September 09, 2013

ཐམས་ཅད། ཐམ་པ། ཐེམ་པ། ལྟེམ་པ།

Is the Tibetan word thams cad (“all, entire”) a ’dod rgyal (i.e. a word without any traceable etymology, lit. perhaps “[a word in the coining of which arbitrary] wish/desire reigned or played a dominant role”) or is it a rjes sgrub (i.e. a word the etymology of which is traceable or reconstructible). If it is a rjes sgrub, is it obvious or dubious?
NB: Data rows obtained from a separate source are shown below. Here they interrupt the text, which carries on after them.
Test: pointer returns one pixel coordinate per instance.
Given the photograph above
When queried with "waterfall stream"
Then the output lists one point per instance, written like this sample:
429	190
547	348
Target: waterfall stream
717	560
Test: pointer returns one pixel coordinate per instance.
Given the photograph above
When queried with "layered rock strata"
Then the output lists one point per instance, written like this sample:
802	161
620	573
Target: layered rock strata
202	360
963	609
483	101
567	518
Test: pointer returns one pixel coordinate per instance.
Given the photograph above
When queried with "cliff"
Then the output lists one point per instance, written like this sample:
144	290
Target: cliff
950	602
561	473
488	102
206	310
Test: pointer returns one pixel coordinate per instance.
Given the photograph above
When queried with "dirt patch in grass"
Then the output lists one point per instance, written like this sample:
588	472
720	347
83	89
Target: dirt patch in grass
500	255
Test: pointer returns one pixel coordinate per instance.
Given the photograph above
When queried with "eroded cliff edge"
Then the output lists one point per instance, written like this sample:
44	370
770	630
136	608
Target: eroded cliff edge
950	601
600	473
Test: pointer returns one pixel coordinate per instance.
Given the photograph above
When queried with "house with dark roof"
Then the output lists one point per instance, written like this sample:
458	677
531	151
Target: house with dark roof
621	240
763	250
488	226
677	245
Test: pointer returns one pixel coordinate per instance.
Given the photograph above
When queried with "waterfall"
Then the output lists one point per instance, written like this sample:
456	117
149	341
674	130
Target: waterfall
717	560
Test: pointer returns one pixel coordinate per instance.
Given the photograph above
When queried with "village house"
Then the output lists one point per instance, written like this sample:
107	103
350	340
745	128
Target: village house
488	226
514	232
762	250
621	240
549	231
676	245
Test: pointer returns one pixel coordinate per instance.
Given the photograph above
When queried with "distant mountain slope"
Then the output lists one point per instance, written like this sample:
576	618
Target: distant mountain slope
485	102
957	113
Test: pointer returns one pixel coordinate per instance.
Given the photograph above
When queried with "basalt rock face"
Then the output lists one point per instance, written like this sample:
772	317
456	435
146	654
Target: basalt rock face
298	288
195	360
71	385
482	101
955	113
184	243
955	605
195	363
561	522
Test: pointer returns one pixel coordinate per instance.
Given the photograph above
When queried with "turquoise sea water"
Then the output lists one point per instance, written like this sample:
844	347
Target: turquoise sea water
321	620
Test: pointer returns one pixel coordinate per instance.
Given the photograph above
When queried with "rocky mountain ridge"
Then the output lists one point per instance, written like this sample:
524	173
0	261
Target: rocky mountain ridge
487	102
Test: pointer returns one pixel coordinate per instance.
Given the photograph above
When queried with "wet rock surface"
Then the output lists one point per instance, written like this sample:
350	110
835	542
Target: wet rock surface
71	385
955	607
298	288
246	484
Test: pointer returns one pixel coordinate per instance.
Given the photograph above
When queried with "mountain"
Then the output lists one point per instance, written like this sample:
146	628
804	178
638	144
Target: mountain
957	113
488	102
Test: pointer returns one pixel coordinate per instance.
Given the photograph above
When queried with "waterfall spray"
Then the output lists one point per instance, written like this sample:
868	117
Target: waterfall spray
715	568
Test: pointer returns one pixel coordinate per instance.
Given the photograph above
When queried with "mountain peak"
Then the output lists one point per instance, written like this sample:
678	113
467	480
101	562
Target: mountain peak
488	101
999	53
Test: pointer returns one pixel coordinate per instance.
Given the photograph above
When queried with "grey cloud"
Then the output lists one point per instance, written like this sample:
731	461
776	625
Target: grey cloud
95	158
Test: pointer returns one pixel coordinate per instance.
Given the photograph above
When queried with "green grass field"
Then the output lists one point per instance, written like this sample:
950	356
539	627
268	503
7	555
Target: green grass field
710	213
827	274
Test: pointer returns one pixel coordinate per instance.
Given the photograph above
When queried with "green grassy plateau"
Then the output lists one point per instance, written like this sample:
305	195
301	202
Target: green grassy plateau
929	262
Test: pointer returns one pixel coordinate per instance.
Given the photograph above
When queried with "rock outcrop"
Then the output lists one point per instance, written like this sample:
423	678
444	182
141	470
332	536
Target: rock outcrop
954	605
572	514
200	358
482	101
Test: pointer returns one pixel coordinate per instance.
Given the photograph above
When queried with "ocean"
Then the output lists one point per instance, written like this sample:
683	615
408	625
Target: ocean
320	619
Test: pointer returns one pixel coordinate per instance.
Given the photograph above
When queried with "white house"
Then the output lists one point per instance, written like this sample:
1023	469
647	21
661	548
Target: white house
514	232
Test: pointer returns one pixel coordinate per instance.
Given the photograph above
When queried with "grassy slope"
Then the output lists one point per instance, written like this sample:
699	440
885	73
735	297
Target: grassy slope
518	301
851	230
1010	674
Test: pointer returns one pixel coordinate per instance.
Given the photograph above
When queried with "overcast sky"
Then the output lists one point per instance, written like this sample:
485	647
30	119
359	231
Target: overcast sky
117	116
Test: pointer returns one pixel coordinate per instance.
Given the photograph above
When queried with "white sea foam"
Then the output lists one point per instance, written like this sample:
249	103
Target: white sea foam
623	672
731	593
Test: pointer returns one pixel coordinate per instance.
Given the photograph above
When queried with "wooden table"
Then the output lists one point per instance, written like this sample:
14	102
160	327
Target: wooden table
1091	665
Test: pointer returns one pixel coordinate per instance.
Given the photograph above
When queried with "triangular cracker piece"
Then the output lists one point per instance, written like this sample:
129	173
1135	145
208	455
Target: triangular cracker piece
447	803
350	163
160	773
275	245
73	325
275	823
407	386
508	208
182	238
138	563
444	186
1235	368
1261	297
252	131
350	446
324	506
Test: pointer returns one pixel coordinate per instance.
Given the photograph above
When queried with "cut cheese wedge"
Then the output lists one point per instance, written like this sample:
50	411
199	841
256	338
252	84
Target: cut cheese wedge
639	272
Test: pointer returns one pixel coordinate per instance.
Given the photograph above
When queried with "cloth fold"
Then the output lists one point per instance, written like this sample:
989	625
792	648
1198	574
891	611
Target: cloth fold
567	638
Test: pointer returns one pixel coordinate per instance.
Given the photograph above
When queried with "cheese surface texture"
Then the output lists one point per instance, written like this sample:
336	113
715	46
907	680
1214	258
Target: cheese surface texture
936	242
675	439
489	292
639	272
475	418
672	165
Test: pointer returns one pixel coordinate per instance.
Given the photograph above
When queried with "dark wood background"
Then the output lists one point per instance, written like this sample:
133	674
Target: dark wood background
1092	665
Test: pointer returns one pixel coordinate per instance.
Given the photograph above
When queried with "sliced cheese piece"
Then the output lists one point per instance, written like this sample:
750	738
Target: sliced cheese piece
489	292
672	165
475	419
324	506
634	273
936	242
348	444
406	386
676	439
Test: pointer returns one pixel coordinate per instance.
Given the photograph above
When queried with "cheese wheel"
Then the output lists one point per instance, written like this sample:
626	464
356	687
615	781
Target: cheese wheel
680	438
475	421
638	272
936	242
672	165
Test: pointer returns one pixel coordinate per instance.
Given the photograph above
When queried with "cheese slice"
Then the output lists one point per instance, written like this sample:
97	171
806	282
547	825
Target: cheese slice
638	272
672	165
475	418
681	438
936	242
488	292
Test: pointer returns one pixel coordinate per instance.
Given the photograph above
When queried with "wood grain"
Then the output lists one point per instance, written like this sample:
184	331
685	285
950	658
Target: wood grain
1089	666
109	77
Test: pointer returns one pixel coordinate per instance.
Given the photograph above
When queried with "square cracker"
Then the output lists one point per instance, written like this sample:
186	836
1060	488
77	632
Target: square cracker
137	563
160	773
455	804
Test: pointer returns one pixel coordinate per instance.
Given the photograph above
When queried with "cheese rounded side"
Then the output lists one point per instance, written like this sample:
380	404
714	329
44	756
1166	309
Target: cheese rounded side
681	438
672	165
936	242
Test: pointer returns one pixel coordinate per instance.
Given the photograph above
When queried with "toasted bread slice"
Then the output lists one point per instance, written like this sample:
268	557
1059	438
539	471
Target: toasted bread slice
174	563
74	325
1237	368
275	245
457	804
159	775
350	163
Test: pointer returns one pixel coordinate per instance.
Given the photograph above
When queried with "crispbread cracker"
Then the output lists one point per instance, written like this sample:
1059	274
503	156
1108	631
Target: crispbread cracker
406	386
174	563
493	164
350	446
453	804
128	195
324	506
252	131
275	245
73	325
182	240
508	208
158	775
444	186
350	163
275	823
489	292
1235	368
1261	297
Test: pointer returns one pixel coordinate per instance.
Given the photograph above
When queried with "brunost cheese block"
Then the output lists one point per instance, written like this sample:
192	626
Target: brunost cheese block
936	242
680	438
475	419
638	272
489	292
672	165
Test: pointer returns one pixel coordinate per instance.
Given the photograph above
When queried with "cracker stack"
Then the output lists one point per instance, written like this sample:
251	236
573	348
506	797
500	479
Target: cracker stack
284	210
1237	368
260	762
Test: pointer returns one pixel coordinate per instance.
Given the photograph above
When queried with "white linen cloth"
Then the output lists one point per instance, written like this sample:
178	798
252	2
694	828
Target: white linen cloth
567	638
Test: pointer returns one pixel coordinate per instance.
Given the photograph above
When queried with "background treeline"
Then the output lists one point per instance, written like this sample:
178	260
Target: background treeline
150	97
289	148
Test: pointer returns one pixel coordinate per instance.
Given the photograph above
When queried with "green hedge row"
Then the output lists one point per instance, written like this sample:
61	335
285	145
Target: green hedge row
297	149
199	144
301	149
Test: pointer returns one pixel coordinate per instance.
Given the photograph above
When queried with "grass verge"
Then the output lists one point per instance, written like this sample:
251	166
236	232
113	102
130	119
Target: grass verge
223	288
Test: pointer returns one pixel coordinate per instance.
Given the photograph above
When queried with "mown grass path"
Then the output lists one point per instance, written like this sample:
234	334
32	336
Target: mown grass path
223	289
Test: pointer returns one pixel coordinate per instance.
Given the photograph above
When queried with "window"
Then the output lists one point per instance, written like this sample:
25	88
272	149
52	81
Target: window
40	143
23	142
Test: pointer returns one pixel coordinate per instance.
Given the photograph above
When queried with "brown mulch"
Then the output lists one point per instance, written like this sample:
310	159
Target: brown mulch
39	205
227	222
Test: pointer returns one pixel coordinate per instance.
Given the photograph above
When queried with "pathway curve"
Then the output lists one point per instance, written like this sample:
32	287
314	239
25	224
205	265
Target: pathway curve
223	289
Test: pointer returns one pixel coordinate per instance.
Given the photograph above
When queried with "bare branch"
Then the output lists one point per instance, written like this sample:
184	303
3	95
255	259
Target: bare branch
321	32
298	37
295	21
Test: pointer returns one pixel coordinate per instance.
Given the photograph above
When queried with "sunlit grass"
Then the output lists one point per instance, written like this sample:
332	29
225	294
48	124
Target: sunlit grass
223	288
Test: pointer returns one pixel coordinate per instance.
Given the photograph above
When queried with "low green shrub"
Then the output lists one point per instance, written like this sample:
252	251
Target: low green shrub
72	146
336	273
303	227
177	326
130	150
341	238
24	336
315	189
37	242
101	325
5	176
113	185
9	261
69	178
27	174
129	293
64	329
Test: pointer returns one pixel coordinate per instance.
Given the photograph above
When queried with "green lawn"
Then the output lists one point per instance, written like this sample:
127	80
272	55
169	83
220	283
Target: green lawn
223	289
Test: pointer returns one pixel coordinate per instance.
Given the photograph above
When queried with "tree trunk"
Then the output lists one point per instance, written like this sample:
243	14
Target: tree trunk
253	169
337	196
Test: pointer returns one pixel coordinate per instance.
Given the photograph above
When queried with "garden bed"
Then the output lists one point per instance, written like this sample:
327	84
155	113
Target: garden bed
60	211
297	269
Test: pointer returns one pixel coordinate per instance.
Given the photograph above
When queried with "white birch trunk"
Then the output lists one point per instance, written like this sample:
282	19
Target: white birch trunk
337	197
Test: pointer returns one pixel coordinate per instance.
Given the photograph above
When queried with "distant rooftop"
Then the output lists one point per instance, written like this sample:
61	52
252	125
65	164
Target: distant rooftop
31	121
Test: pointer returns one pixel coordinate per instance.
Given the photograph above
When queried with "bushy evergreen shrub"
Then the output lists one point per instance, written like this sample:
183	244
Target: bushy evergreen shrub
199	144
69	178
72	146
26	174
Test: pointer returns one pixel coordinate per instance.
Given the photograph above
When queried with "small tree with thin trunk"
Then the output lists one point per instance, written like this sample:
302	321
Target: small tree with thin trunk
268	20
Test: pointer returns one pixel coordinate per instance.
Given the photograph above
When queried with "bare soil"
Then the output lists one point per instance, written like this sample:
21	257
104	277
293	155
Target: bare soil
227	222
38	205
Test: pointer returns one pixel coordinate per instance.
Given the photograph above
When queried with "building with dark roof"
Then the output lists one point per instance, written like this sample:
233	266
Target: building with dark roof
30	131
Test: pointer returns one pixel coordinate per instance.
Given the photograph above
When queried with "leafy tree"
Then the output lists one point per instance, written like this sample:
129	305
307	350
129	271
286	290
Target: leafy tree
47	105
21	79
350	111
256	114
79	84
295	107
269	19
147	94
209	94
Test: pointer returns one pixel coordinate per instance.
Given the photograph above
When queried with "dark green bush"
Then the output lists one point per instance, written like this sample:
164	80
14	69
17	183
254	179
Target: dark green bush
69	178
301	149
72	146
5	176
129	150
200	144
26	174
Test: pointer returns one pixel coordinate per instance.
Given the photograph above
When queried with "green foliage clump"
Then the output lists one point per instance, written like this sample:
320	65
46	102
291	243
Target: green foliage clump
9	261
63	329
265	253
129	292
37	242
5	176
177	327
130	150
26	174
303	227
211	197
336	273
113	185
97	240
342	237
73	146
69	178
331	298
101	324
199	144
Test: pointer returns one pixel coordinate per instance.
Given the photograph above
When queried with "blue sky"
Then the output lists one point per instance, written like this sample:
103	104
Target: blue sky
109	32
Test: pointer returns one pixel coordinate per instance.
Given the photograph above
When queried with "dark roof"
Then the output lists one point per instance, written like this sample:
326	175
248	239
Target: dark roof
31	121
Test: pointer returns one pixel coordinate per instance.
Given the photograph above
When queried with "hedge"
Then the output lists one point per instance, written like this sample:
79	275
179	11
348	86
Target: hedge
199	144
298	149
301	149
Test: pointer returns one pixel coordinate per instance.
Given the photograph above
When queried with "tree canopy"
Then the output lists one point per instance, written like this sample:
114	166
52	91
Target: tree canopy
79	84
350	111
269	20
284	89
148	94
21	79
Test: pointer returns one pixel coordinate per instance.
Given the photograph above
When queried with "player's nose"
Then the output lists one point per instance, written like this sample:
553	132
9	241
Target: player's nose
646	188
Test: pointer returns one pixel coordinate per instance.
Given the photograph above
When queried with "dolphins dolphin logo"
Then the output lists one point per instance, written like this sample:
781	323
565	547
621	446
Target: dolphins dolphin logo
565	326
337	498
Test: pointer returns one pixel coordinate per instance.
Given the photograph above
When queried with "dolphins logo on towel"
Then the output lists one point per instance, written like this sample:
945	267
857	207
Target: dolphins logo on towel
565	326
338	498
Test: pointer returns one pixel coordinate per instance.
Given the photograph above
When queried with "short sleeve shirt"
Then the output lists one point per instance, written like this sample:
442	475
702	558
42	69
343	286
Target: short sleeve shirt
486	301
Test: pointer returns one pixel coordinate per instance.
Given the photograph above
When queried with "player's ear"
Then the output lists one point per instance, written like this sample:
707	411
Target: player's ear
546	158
To me at least, it seems to be a rjes sgrub, although it may not be obvious at all.  I argue that thams in thams cad is cognate with tham pa (as in bcu tham pa) and them pa having the meaning of (a) “threshold,” (b) staircase or stair, as a noun and (c) “to be full, complete, sufficient, enough,” and thus also with ltem pa “the state of being full,” ltem po or ltem ltem “full, overflowing.” The second syllable cad is to be understood in the sense of chad (often exchangeable with cad) “termination or cessation,” and is to be understood in the same way we would understand chad in yan/man/tshun/phan/ chad. It seems that thams cad thus etymologically means “complete to the degree of termination/culmination” (i.e. complete to the full extent), or, “to the extent of being  full/complete” and thus mean “to the entirety” and “all.” This, as usual, is a pure speculation, and it should be treated as such.